Hearing that, a couple at the next table, Dave and Patty McMahon, volunteer that they spotted a cougar in early 2002 bounding across Saranac Lake Road. "I've lived in this area for 50 years, and there's a distinct difference between a bobcat, a lynx and a mountain lion," said McMahon, a veteran hunter and trapper. "I saw a mountain lion."
McMahon said he did report the sighting to the Environmental Conservation agency. "They told me I was crazy," he said.
To be sure, there is nothing like a personal sighting to give even a skeptical wildlife expert pause. In the fall of 2001, while driving back from his country house in the Adirondacks, Bill Weber, director of the North America program at the Wildlife Conservation Society, which operates the Bronx Zoo, saw a cougar crossing the Taconic Parkway in Columbia County.
"It was just chewing up the road," he said in a telephone interview from Rwanda. "This wasn't just sauntering across the road like something used to hanging around people. It was remarkable."
Yet Weber is not sure what to make of the encounter. "If this truly is a relic population, and that's an interesting possibility, rest assured these were cougars who learned how to stay away from people and their vehicles," he said.
"But why aren't people finding kills?" he wondered. "Cat kills look different from other kills. There's a little bit of a Loch-Ness problem. I saw a big cat run across a highway on a Sunday afternoon. I'm certain that it was a cougar, but it doesn't tell me there's a population out there."
In the Eastern US, only the state of Florida acknowledges wild cougars, known there as Florida panthers. Despite extensive efforts to boost the population, fewer than 100 exist there today, according to federal officials.
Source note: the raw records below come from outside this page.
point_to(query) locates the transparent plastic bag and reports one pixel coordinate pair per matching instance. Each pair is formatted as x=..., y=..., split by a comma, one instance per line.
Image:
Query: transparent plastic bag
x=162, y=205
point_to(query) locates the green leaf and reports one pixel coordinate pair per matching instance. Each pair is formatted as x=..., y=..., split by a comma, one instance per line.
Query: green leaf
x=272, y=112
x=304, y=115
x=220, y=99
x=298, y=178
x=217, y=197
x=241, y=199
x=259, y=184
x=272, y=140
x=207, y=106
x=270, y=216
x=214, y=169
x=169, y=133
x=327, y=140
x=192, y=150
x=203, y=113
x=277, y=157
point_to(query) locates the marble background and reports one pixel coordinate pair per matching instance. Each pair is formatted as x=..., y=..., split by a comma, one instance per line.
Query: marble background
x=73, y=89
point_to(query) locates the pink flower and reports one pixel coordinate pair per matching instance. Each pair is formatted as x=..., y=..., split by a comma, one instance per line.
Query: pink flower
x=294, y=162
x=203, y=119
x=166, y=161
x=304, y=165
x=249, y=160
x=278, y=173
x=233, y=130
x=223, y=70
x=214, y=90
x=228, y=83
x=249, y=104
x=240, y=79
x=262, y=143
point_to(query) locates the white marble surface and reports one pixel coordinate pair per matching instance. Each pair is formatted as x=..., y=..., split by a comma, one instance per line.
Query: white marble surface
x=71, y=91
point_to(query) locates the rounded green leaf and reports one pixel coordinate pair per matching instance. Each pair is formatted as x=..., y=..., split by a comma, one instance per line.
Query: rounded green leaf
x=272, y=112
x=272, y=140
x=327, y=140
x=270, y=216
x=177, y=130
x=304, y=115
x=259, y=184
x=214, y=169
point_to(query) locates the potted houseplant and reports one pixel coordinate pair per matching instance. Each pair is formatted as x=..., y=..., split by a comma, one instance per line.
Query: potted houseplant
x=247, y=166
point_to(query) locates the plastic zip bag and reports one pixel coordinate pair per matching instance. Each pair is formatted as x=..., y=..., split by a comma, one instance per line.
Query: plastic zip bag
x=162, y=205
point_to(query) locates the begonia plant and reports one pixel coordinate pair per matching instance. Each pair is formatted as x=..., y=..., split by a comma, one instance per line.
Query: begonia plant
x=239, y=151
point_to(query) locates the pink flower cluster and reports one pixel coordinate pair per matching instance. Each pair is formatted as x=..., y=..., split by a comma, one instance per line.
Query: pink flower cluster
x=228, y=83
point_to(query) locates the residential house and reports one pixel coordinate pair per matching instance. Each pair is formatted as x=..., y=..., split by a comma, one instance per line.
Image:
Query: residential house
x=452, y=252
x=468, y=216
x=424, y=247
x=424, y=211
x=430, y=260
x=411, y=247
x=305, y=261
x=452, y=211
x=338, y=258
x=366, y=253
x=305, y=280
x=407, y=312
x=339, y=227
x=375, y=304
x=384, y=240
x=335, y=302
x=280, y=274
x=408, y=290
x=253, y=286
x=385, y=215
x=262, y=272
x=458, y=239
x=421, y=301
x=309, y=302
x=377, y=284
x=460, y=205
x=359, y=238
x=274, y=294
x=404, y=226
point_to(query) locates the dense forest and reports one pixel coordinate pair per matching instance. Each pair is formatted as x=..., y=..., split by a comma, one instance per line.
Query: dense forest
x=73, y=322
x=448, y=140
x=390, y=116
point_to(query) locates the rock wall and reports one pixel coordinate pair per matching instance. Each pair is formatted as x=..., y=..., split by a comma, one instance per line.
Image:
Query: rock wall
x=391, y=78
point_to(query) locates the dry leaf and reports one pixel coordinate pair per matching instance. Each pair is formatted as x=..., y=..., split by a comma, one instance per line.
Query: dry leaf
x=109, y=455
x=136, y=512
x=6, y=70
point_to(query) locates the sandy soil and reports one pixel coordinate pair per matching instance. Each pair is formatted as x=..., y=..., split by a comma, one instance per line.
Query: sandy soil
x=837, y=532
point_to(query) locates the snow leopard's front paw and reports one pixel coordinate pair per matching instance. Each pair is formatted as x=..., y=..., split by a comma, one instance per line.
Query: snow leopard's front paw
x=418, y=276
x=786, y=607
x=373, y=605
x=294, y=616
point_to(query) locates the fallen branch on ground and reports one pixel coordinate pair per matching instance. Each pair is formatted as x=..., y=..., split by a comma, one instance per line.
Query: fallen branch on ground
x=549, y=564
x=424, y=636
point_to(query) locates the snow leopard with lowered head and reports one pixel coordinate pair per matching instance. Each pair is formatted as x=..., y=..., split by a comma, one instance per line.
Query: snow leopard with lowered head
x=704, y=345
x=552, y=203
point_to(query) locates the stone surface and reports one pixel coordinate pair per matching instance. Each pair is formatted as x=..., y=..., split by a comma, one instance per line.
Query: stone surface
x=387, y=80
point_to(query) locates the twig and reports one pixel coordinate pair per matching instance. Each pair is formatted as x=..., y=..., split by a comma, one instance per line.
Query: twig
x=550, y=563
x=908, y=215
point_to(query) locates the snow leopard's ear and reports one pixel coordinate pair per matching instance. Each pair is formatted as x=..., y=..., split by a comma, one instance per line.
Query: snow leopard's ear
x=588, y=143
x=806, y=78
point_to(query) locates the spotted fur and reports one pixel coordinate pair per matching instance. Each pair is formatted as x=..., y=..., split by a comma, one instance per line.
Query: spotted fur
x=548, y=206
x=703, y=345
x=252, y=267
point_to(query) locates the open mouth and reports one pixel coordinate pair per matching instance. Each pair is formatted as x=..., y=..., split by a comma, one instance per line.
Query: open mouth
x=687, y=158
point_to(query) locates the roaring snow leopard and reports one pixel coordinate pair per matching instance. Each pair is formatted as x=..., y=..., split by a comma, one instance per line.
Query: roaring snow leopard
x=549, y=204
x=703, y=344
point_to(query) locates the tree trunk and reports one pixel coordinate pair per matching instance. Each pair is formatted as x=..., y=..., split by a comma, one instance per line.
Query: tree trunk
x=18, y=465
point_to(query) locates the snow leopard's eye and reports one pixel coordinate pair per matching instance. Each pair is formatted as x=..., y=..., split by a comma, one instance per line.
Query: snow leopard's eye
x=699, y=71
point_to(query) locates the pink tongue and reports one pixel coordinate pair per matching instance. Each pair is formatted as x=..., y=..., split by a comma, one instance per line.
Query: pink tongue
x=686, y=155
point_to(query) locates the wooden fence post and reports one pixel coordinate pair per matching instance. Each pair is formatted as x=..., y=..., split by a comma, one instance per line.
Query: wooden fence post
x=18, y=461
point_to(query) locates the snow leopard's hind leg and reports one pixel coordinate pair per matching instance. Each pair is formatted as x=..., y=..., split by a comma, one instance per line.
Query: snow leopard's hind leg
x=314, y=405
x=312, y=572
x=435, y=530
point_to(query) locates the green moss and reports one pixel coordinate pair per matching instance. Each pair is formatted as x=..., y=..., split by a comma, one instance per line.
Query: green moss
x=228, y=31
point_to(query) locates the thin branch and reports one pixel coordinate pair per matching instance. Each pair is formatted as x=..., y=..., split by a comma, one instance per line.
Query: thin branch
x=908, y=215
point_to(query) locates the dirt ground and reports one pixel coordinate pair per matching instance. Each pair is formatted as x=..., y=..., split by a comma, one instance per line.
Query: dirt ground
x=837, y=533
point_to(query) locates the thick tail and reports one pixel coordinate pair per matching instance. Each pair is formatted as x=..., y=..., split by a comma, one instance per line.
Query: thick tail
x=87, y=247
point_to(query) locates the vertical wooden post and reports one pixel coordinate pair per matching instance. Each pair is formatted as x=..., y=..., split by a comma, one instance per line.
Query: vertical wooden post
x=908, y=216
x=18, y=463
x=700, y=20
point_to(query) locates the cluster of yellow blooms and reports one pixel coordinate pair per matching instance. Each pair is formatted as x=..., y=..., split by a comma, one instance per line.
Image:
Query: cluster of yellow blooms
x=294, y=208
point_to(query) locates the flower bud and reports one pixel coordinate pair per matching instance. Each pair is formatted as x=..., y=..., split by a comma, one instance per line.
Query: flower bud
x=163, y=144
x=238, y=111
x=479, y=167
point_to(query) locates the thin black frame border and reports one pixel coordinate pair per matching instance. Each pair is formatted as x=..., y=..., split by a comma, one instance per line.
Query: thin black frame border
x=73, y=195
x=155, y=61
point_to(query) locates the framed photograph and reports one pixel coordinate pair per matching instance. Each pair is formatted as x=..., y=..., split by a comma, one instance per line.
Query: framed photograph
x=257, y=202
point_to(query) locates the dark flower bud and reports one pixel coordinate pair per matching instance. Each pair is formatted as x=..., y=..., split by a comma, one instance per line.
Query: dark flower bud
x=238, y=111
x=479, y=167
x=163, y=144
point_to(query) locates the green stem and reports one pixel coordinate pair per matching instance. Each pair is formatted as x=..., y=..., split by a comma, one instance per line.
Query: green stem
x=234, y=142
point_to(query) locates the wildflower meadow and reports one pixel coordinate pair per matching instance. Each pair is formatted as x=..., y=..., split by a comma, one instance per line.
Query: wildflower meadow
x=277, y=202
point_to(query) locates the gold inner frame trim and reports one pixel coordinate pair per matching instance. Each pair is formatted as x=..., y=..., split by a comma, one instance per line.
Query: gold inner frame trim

Mountain lions are well established in most states west of the Mississippi River, and they have recently entered Iowa, Arkansas and Missouri, according to Roland Kays, the mammal curator at the New York State Museum and the co-author of, Mammals of North America (Princeton University Press, 2002).
In Kays' view, the sporadic Northeast sightings do not add up to a wild cougar presence. Kretser tends to agree. "There hasn't been a carcass or good tracks," she said. "No one has found a den per se. In places where there are cougars, these things happen."
Still, Kretser finds the continuous sightings intriguing. "There is something out there," she said. "People are definitely seeing something."
O'Shea presses on. He would like the state to acknowledge what he regards as the probability that wild cougars are here, and the possibility that they never left. "I can't prove there's a self-sustaining population," he said. "But it's beyond sense that people would be letting pets go for 50 years, and what's more that they would be surviving."